Unclear how groups will solve any problems here, other than actually preventing individual freedom of speech, so arguably even more draconian that the authoritarian examples cited in the article. At least it is making the attempt to square the circle of free speech vs social cohesion, though I suspect in the end, one of the two is going to have give


Agreed. It is oddly convoluted, does not change the privacy equation, does not really change freedom of speech equation.. I am genuinely not sure who would benefit from this particular setup.

When I first read it, my instinct was that somehow it will be fixed with a 3rd party data broker and I pre-emptively groaned.


My theory on why social media has a net bad effect on society is that it devolves into an internet mob generation machine. Mob's are almost guaranteed to be unintelligent. They destroy individual discourse and they quell independent thought. There is a lot of truth to the quote that "A person is smart. People are dumb, panicky, dangerous animals..." -- Ed Solomon, Men in Black. Social media flips us from "a person" to "people"

Social Media makes us dumber because it tries to force us into mobs. The problem I think is caused by engagement metrics. They optimize for mobs because mobs are the easiest form of engagement to measure. I'm not even sure you can measure the better forms of engagement to be honest. Which perhaps means that this isn't fixable without destroying Social Networks as a business.


While I like Jared and the ideas that he puts forward, I can’t help but feel that in reality they would fail abysmally.

Half of this country (US) denies that Sandy Hook happened, they deny that the election was fair, they think that every mass shooting is staged in an attempt by the government to seize their guns.

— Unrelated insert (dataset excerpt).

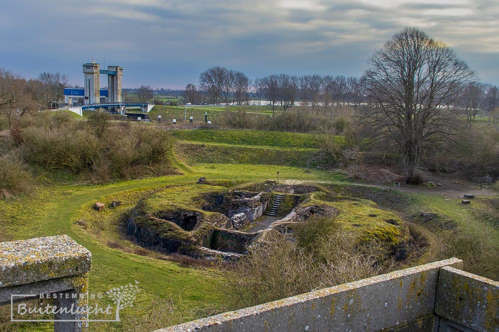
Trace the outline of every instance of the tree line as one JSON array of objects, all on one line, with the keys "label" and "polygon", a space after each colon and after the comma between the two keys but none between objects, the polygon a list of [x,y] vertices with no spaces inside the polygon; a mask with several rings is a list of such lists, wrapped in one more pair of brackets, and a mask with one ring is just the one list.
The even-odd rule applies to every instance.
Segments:
[{"label": "tree line", "polygon": [[45,110],[63,103],[67,77],[60,73],[40,73],[26,79],[0,68],[0,119],[11,128],[14,120],[31,112]]},{"label": "tree line", "polygon": [[211,104],[242,105],[253,99],[261,105],[266,100],[272,111],[278,106],[287,110],[298,102],[314,109],[319,106],[327,108],[340,102],[358,105],[363,100],[360,80],[354,77],[283,73],[251,80],[242,72],[220,66],[201,73],[199,86],[187,85],[186,102],[201,103],[202,92]]},{"label": "tree line", "polygon": [[[369,98],[365,88],[365,76],[278,74],[251,80],[242,72],[215,66],[200,74],[199,85],[188,84],[184,97],[186,103],[193,104],[206,101],[242,105],[254,101],[261,105],[264,100],[272,111],[277,107],[285,111],[298,103],[312,109],[327,109],[338,103],[354,106],[374,103],[375,107],[376,101]],[[481,111],[494,116],[499,106],[499,88],[496,85],[474,81],[462,82],[454,90],[452,102],[443,101],[463,111],[470,120]]]}]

Why would these people want to join a social group and only post through that group? Also, why would it limit misinformation? Aren’t there already communities of these like minded people who are even more extreme?

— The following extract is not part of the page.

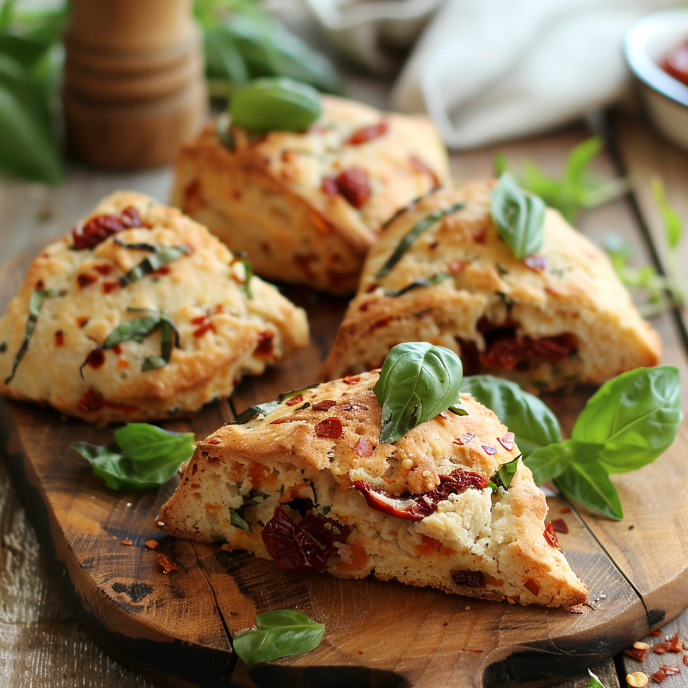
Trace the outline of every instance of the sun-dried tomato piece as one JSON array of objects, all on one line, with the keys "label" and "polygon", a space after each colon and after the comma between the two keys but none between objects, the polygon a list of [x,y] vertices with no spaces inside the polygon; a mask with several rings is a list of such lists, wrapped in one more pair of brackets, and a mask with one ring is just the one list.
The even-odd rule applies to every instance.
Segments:
[{"label": "sun-dried tomato piece", "polygon": [[261,537],[278,566],[293,573],[304,573],[324,569],[327,560],[337,553],[334,543],[345,542],[350,532],[348,526],[312,511],[296,525],[284,509],[277,506]]},{"label": "sun-dried tomato piece", "polygon": [[487,487],[488,482],[487,478],[478,473],[459,468],[450,475],[441,475],[440,484],[434,490],[417,495],[406,493],[397,497],[362,480],[356,480],[353,487],[363,493],[371,509],[397,518],[421,521],[433,514],[438,504],[448,499],[449,495],[461,494],[470,487],[482,490]]},{"label": "sun-dried tomato piece", "polygon": [[95,248],[117,232],[132,227],[143,227],[139,211],[134,206],[125,208],[119,215],[96,215],[82,226],[74,227],[72,237],[78,251]]},{"label": "sun-dried tomato piece", "polygon": [[359,437],[358,442],[356,442],[356,444],[354,445],[354,451],[361,458],[366,459],[369,456],[373,455],[373,452],[375,451],[375,445],[368,442],[368,440],[365,437]]},{"label": "sun-dried tomato piece", "polygon": [[545,540],[547,540],[547,544],[550,547],[554,547],[555,549],[558,549],[561,552],[561,545],[559,544],[559,540],[557,539],[557,534],[554,532],[554,528],[552,527],[551,521],[545,526],[544,535],[545,535]]},{"label": "sun-dried tomato piece", "polygon": [[336,406],[337,402],[333,401],[332,399],[323,399],[322,401],[318,401],[311,408],[314,411],[329,411],[333,406]]},{"label": "sun-dried tomato piece", "polygon": [[452,571],[454,583],[468,588],[484,588],[485,576],[482,571]]},{"label": "sun-dried tomato piece", "polygon": [[344,141],[344,145],[360,146],[362,143],[367,143],[368,141],[372,141],[372,139],[379,138],[383,134],[386,134],[388,129],[389,122],[383,119],[377,124],[363,127],[355,131],[346,141]]},{"label": "sun-dried tomato piece", "polygon": [[316,437],[328,437],[331,440],[336,440],[342,436],[342,421],[336,416],[325,418],[315,426]]},{"label": "sun-dried tomato piece", "polygon": [[633,657],[633,659],[637,659],[639,662],[642,662],[647,654],[647,648],[629,647],[627,650],[624,650],[624,654],[627,654],[629,657]]},{"label": "sun-dried tomato piece", "polygon": [[350,167],[335,178],[339,193],[354,207],[361,208],[370,198],[368,173],[362,167]]},{"label": "sun-dried tomato piece", "polygon": [[529,578],[524,584],[523,587],[528,590],[528,592],[532,592],[535,597],[538,596],[538,593],[540,592],[540,586],[532,579]]}]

Agreed. Also, even if we assume that the groups idea (which I don't think is very well defined) would solve everything, how would you get all social media platforms to follow that template? I can't see any legislation requiring such an approach surviving legal challenges, or being implemented globally.


> Half of this country (US) denies that Sandy Hook happened, they deny that the election was fair, they think that every mass shooting is staged in an attempt by the government to seize their guns.

Half? This is such a gross overestimation. The people that hold those views are a tiny fringe minority. It's rhetoric like this, where you accuse the half of the country that didn't vote for your team of holding extreme views, that drives division in the United States.


Have you tuned into a congressional hearing on a divisive issue recently? Like the one that happened yesterday. OP is basically right. Right wing radio in the 90s was a parallel universe, and congress was somewhat civil, now half of congress lives in that parallel universe, and right wing radio/social media basically advocates for fascism in the open.

Until the electoral college is fixed or more people vote, it might as well be half the country. It makes little difference that it's at least 50% in the red states.


I wouldn't go as far as to say half the country is as crazy as Alex Jones. That's a bit of a stretch.


I just need a way of filtering out idiotic content produced by people with limited cognitive abilities and professional trolls and provocateurs.


Just turn it off. Are we really losing anything (besides shareholder value) if FB, Twitter, Tiktok, LinkedIn and Instagram all disappear?

What positive have any of those platforms delivered that outweighs the tremendous burden they have externalized on society?


As you can tell, words like this only anger those still under the spell. Im gonna sprinkle a little grisgris on the keyboard in hopes that it helps you out, but no promises.


> words like this only anger those still under the spell.

And those that are under said spell are certain that the other side has a strangle hold over social media and everyone else (obviously not them) is under a spell that keeps them hooked.